Leonard L. (Chick) LaPointe, Ph.D. received
his Bachelor’s degree from Michigan State University and his
Master’s and Doctoral degrees from the University of Colorado.
He currently occupies an endowed distinguished professor chair,
the Francis Eppes Professor of Communication Disorders, at Florida
State University in Tallahassee. He also serves an invited term
as Annual Visiting Professor in the School of Health Rehabilitation
Sciences at the University of Queensland, Brisbane, Australia. He
recently served as a Visiting Research Professor at the University
of Hong Kong. His research focus is in the area of neurological
disorders of communication and cognition. He is the founding and
current Editor-in-Chief of the Journal of Medical Speech-Language
Pathology.
Dr. LaPointe has authored or co-authored 5 books,
35 book chapters, over 80 journal articles, and presented more than
400 papers, lectures, or invited workshops in the United States,
the former Soviet Union, several countries in Europe, Japan, Hong
Kong, Australia, and the South American countries of Colombia, Argentina,
and Brazil.
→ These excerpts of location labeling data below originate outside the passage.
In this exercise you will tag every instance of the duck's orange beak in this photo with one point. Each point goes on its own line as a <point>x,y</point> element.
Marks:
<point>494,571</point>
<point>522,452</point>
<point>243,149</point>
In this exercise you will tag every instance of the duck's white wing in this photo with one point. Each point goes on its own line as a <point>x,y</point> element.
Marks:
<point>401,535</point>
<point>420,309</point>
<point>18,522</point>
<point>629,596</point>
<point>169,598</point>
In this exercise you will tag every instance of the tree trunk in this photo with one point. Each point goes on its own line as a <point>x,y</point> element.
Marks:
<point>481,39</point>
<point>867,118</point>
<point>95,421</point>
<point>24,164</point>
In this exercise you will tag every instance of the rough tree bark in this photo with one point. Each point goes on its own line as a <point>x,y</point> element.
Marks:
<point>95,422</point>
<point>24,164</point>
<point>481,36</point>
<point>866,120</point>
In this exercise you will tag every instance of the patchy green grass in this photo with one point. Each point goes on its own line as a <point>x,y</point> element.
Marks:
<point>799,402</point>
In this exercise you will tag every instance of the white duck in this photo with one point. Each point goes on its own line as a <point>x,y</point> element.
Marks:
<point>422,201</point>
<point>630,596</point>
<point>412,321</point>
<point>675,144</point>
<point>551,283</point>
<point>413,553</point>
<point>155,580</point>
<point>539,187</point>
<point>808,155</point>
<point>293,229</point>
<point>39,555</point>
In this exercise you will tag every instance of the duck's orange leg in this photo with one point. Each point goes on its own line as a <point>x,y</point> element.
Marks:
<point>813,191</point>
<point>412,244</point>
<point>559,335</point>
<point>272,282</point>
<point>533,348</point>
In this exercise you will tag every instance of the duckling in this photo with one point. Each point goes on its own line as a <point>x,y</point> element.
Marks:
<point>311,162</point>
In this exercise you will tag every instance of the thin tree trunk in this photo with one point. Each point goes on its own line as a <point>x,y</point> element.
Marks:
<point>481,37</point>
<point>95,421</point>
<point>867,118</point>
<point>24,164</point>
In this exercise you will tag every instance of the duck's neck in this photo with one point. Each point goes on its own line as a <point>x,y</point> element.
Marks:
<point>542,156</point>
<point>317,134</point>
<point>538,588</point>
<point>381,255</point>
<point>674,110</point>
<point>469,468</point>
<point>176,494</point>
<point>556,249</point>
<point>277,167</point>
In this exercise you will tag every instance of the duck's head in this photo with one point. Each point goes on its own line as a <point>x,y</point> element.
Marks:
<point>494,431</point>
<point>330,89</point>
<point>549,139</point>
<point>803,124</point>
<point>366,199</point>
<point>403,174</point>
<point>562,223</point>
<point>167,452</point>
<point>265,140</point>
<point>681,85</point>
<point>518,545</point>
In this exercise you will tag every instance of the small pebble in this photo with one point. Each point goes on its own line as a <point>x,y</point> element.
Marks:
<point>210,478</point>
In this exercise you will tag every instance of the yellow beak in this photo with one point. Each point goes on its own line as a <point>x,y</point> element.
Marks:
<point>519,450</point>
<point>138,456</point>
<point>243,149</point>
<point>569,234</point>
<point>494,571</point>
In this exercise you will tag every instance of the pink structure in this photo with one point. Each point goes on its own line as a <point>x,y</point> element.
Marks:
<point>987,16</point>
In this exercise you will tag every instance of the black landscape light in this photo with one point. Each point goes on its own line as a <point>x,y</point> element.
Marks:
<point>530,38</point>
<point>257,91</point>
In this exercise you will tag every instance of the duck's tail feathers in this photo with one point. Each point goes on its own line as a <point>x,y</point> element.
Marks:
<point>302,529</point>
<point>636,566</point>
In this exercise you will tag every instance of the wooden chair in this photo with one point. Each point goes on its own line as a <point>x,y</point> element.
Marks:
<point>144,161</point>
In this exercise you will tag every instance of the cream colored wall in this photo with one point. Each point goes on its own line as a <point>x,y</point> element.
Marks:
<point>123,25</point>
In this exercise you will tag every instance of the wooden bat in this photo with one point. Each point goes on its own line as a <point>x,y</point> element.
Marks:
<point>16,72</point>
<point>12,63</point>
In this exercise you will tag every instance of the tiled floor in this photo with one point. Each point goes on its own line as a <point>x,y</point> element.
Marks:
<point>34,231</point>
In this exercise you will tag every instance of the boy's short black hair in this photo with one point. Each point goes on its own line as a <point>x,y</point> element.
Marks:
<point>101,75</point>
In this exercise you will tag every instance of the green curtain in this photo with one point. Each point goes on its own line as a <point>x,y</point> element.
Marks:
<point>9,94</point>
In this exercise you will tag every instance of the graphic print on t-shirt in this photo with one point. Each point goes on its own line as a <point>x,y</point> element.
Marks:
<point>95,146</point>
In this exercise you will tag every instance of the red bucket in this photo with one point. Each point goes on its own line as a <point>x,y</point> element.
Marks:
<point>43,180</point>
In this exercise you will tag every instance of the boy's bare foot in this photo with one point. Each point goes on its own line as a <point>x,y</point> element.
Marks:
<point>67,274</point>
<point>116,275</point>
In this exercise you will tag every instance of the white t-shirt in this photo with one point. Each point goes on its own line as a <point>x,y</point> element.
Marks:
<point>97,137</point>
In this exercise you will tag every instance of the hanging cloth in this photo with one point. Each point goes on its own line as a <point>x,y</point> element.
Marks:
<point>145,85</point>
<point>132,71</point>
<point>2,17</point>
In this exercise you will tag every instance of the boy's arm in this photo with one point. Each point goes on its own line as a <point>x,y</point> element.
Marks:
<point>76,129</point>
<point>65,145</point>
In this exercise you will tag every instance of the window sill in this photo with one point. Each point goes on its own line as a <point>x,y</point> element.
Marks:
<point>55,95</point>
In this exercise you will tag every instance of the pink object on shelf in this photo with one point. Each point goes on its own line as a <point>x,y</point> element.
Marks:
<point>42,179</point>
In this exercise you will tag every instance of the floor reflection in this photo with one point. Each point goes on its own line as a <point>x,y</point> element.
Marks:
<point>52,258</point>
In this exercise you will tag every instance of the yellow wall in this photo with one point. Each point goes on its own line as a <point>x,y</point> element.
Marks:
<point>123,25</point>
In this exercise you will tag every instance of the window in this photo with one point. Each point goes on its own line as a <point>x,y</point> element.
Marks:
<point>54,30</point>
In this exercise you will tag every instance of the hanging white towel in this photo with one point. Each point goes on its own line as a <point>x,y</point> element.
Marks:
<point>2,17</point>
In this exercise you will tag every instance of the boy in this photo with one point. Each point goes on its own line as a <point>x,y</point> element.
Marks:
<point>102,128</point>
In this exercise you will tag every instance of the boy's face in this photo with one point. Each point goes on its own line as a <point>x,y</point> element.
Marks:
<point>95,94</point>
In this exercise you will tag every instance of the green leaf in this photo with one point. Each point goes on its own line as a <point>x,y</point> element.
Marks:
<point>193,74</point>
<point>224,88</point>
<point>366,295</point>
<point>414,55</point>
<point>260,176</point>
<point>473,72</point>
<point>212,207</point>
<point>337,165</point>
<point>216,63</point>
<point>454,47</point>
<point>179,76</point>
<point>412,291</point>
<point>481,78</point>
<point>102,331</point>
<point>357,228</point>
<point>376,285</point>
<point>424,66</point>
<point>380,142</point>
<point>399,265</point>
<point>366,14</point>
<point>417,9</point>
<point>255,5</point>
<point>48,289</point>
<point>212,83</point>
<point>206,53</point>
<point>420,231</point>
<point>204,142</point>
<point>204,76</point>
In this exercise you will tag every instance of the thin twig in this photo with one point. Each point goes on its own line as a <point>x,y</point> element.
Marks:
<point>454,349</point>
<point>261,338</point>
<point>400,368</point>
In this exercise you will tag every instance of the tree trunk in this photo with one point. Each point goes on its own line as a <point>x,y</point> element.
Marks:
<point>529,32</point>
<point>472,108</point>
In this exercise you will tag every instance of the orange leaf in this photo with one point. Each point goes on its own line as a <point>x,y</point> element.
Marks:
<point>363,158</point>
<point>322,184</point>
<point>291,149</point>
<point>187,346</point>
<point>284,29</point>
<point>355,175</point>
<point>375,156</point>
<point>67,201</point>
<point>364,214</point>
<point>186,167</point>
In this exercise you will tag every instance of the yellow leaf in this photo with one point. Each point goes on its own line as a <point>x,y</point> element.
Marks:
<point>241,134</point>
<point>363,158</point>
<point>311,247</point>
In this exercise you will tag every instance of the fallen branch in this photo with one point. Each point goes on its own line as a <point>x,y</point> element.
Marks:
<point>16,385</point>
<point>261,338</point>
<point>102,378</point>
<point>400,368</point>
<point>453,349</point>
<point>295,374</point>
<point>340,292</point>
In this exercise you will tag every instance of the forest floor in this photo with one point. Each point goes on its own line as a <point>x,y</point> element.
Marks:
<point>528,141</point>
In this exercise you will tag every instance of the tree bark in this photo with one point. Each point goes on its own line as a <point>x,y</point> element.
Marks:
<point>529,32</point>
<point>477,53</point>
He has received the Honors of the Arizona Speech-Language-Hearing
Association, the American Speech-Language-Hearing Association and
the Academy of Neurological Communication Disorders and Sciences,
and the Clinical Career Award from the Florida Society of Speech
Language Pathologists and Audiologists.
He enjoys salt water, music, wine and the culinary
arts, reading, writing, humor, the cultivation of optimism and the
absurd, and is the author of Blood Ice, A novel published by AuthorHouse.com
|
|
Travis T. Threats, Ph.D. is the chair
and an associate professor in the Department of Communication Sciences
and Disorders at Saint Louis University, where he teaches courses
in neurogenic communication disorders and dysphagia. He has written
and presented extensively concerning his three main scholarly interests:
the ICF, evidence based practice, and health care ethics.
He has worked with the World Health Organization
(WHO) in development of its 2001 International Classification of
Functioning, Disability, and Health (ICF). He has served as ASHA’s
representative liaison to the WHO since 1999. He is currently the
Senior Consultant for the American Psychological Association in
the joint WHO/APA project to develop and write a book on the clinical
use of the ICF. He also currently serves on ASHA’s Advisory
Committee for Evidence Based Practice, and Academy of Neurologic
Communication Disorders and Science’s (ANCDS) Ethics Committee.
|
|
Wendy Rinaldi, Ph.D. is a speech and language therapist with extensive
experience in special needs. She was one of the first SLTs in the
UK to work with teenagers with specific language disorders and her
Ph.D. looked at pragmatic comprehension in this group (International
Journal of Communication Disorders, 35, 1, 1-30). Most of Wendy’s
work as a therapist has been in education and she has had a series
of language-based programmes published. These are now being implemented
in schools, colleges and specialist services across the UK and internationally.
Her best known work, Social Use of Language Programme, addresses
issues of social behaviour and emotional well being from a communication
and thinking skills perspective.
Recently, Wendy has been a member of a working party
to develop guidelines for special needs to accompany the Primary
National Strategy’s document: Speaking, Listening and Learning
(DfES).
Wendy currently works freelance
as an adviser to professionals in health and education across the
British Isles. She has lectured widely in Britain but the NZSTA
conference will be her first venture abroad!
You can find out more about Wendy's communication
programmes on the following website : www.wendyrinaldi.com
|
|
Glenn Colquhoun is a doctor, poet and
children's writer. His first collection The art of walking upright
won the Jessie Mackay best first book of poetry award at the 2000
Montana book awards. Playing God, his third collection, won the
poetry section of the same awards in 2003 as well as the reader's
choice award that year.
He has also written three children's
picture books and published an essay with Four Winds Press entitled
Jumping ship. In 2004 he was awarded the Prize in modern letters.
He works as a GP on the Kapiti Coast.